Serval Site!

The venerable fastbin dup attack is one of several ways to abuse the standard glibc malloc allocator that has been around for pretty much forever. By utilising a double free, an attacker is able to coerce the allocator into returning a (mostly) arbitrary chunk. After years of updates, it has not changed much.

Recently I had been looking at a CTF problem and found that the fastbin attack has an interesting subtlety due interactions with the tcache, which allows for a marginally better primitive.

Mostly, I just thought it was funny!

The Fastbin Dup

Recall the malloc_chunk structure:

struct malloc_chunk {
  INTERNAL_SIZE_T      mchunk_prev_size;  /* Size of previous chunk (if free).  */
  INTERNAL_SIZE_T      mchunk_size;       /* Size in bytes, including overhead. */

  struct malloc_chunk* fd;         /* double links -- used only if free. */
  struct malloc_chunk* bk;

  /* Only used for large blocks: pointer to next larger size.  */
  struct malloc_chunk* fd_nextsize; /* double links -- used only if free. */
  struct malloc_chunk* bk_nextsize;
};

Source: https://elixir.bootlin.com/glibc/glibc-2.37/source/malloc/malloc.c#L1130

In principle, the fastbin attack relies on a double free to insert the same chunk into the fastbin freelist twice:

void *A = malloc(8);
free(A); // Fastbin: A -> 0
free(A); // Fastbin: A -> A -> ...

Since the fastbin is a singly-linked list, the fd pointer of the the A chunk can be overwritten with an allocation, which (again in principle) causes the next allocation to return a controlled address:

// Fastbin: A -> A -> ...
size_t *B = malloc(8);
*B = (size_t)0xdeadbee0;

// Fastbin: 0xdeadbee0 -> ...
malloc(8); // returns chunk at 0xdeadbee0

Since then, a few mitigations have been put in place against such an attack (we only name those relevant for this article):

The same chunk cannot be freed into the same fastbin twice in a row, done by comparing with the current top of the fastbin:

static void _int_free(mstate av, mchunkptr p, int have_lock) {
  ...
      /* Check that the top of the bin is not the record we are going to
         add (i.e., double free).  */
      if (__builtin_expect (old == p, 0))
        malloc_printerr ("double free or corruption (fasttop)");
      old2 = old;
      p->fd = PROTECT_PTR (&p->fd, old);
  ...

Source: https://elixir.bootlin.com/glibc/glibc-2.37/source/malloc/malloc.c#L4532

This is easily bypassed by inserting a free of a second chunk in-between the two frees of the same chunk.

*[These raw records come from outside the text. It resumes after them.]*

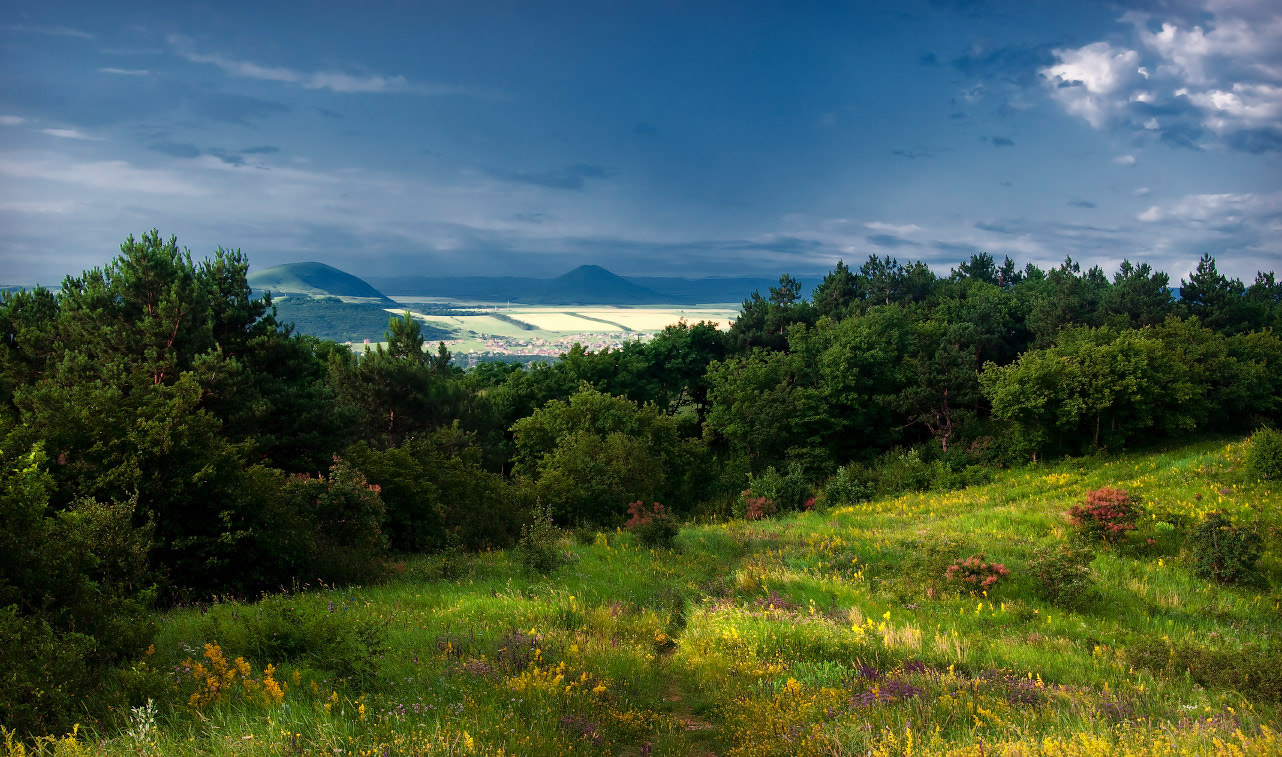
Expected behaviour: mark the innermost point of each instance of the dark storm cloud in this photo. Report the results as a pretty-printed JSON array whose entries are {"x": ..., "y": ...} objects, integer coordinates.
[
  {"x": 571, "y": 177},
  {"x": 228, "y": 108},
  {"x": 913, "y": 153},
  {"x": 176, "y": 149},
  {"x": 228, "y": 157},
  {"x": 889, "y": 240}
]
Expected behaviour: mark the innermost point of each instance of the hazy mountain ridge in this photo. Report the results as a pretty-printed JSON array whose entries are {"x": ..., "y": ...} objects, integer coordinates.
[
  {"x": 313, "y": 280},
  {"x": 583, "y": 285}
]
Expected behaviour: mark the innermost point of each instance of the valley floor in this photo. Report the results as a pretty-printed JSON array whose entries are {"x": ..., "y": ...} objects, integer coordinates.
[{"x": 826, "y": 633}]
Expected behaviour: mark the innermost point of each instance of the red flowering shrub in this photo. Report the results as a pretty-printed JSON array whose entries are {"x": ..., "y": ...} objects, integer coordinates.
[
  {"x": 754, "y": 508},
  {"x": 653, "y": 525},
  {"x": 1107, "y": 515},
  {"x": 974, "y": 574}
]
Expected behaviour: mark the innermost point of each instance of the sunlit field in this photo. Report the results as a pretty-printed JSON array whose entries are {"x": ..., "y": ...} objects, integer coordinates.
[{"x": 827, "y": 633}]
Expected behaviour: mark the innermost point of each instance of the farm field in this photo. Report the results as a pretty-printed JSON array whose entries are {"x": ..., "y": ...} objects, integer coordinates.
[
  {"x": 551, "y": 330},
  {"x": 826, "y": 633}
]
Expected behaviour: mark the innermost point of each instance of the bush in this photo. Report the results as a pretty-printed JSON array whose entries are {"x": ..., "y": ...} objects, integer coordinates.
[
  {"x": 753, "y": 508},
  {"x": 346, "y": 516},
  {"x": 974, "y": 574},
  {"x": 1226, "y": 553},
  {"x": 787, "y": 490},
  {"x": 653, "y": 526},
  {"x": 437, "y": 492},
  {"x": 849, "y": 485},
  {"x": 1107, "y": 515},
  {"x": 1063, "y": 574},
  {"x": 1264, "y": 456},
  {"x": 540, "y": 544},
  {"x": 1250, "y": 670},
  {"x": 907, "y": 471},
  {"x": 283, "y": 629},
  {"x": 74, "y": 598}
]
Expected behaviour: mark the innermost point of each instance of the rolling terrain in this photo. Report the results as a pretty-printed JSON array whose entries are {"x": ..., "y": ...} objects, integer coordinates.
[
  {"x": 826, "y": 633},
  {"x": 314, "y": 280}
]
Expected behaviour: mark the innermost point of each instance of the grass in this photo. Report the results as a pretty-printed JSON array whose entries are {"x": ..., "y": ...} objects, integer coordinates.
[{"x": 826, "y": 633}]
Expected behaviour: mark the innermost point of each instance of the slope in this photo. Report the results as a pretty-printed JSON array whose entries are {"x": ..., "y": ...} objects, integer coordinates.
[
  {"x": 314, "y": 280},
  {"x": 831, "y": 631}
]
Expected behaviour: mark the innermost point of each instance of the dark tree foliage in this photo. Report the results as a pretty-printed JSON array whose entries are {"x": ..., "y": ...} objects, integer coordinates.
[{"x": 164, "y": 435}]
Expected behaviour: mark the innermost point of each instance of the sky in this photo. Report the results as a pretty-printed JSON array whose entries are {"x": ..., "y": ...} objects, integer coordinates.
[{"x": 654, "y": 139}]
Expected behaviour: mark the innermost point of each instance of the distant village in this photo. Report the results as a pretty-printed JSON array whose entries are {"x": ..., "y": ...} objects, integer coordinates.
[{"x": 498, "y": 348}]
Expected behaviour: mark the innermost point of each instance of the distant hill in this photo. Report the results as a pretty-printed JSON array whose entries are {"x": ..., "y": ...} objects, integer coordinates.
[
  {"x": 583, "y": 285},
  {"x": 332, "y": 318},
  {"x": 592, "y": 285},
  {"x": 489, "y": 289},
  {"x": 715, "y": 290},
  {"x": 314, "y": 280}
]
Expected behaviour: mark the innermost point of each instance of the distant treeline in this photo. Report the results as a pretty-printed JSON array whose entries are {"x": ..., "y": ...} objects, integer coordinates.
[
  {"x": 166, "y": 436},
  {"x": 328, "y": 317}
]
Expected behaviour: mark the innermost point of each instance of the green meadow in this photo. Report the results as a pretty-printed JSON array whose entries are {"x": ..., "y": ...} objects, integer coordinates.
[{"x": 832, "y": 631}]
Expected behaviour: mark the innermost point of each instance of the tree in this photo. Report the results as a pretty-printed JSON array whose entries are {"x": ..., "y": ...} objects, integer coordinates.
[
  {"x": 1139, "y": 297},
  {"x": 836, "y": 293},
  {"x": 589, "y": 457},
  {"x": 398, "y": 391},
  {"x": 786, "y": 293}
]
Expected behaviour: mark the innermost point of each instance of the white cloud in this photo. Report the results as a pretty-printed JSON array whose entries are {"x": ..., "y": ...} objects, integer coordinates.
[
  {"x": 1215, "y": 81},
  {"x": 1085, "y": 80},
  {"x": 68, "y": 134},
  {"x": 903, "y": 230},
  {"x": 1219, "y": 212},
  {"x": 116, "y": 176},
  {"x": 321, "y": 80}
]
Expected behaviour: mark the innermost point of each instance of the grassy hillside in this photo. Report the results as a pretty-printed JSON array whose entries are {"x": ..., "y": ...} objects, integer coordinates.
[
  {"x": 827, "y": 633},
  {"x": 313, "y": 279}
]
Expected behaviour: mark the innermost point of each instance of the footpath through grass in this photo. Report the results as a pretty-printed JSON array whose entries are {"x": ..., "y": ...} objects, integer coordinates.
[{"x": 827, "y": 633}]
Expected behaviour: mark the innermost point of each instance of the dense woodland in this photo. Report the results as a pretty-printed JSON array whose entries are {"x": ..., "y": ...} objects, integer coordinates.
[{"x": 164, "y": 436}]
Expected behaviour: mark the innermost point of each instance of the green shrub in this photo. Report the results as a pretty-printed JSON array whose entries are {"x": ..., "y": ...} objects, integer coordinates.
[
  {"x": 789, "y": 490},
  {"x": 1264, "y": 456},
  {"x": 436, "y": 489},
  {"x": 74, "y": 598},
  {"x": 346, "y": 516},
  {"x": 1226, "y": 553},
  {"x": 653, "y": 526},
  {"x": 1250, "y": 670},
  {"x": 540, "y": 547},
  {"x": 1062, "y": 574},
  {"x": 850, "y": 484},
  {"x": 905, "y": 471},
  {"x": 283, "y": 629}
]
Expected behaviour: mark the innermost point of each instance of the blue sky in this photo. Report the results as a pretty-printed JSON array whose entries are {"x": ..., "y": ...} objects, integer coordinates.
[{"x": 685, "y": 139}]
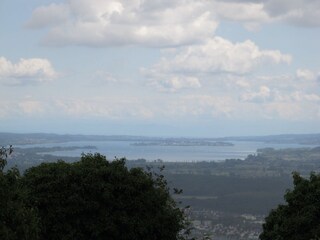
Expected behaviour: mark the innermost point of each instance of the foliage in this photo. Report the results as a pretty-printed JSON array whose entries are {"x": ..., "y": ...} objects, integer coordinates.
[
  {"x": 299, "y": 218},
  {"x": 17, "y": 221},
  {"x": 98, "y": 199}
]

The PROTECT_PTR macro is used to encode the fd pointer with the address of the pointer itself:

#define PROTECT_PTR(pos, ptr) \
  ((__typeof (ptr)) ((((size_t) pos) >> 12) ^ ((size_t) ptr)))
#define REVEAL_PTR(ptr)  PROTECT_PTR (&ptr, ptr)

Source: https://elixir.bootlin.com/glibc/glibc-2.37/source/malloc/malloc.c#L328

Chunks allocated from the fastbin are checked to be aligned to 0x10 bytes (for 64-bit systems). See later listings for examples.
Chunks allocated from the fastbin are checked to have the correct size as the bucket they are linked into. See later listings for examples.

Bypassing this usually requires a heap leak in order to determine the pointer's address.

The Thread-Local Cache

In glibc 2.27, the tcache (thread-local cache) was introduced and is compiled in by default for any glibc with multithreading enabled. Like the fastbins, it is a bucketed singly linked list of chunks, with each chunk's next pointer protected with the PROTECT_PTR macro. Each bucket can store up to 7 chunks (by default), with the number of chunks stored in a counter alongside the bucket.

The tcache sits in front of the main allocation/free code, and since the pointer to the tcache is stored in thread local memory, no locks need to be taken. Since fastbin sizes are also tcache sizes, this typically means that the tcache needs to be emptied/filled if we would like to allocate from/free to the fastbin respectively.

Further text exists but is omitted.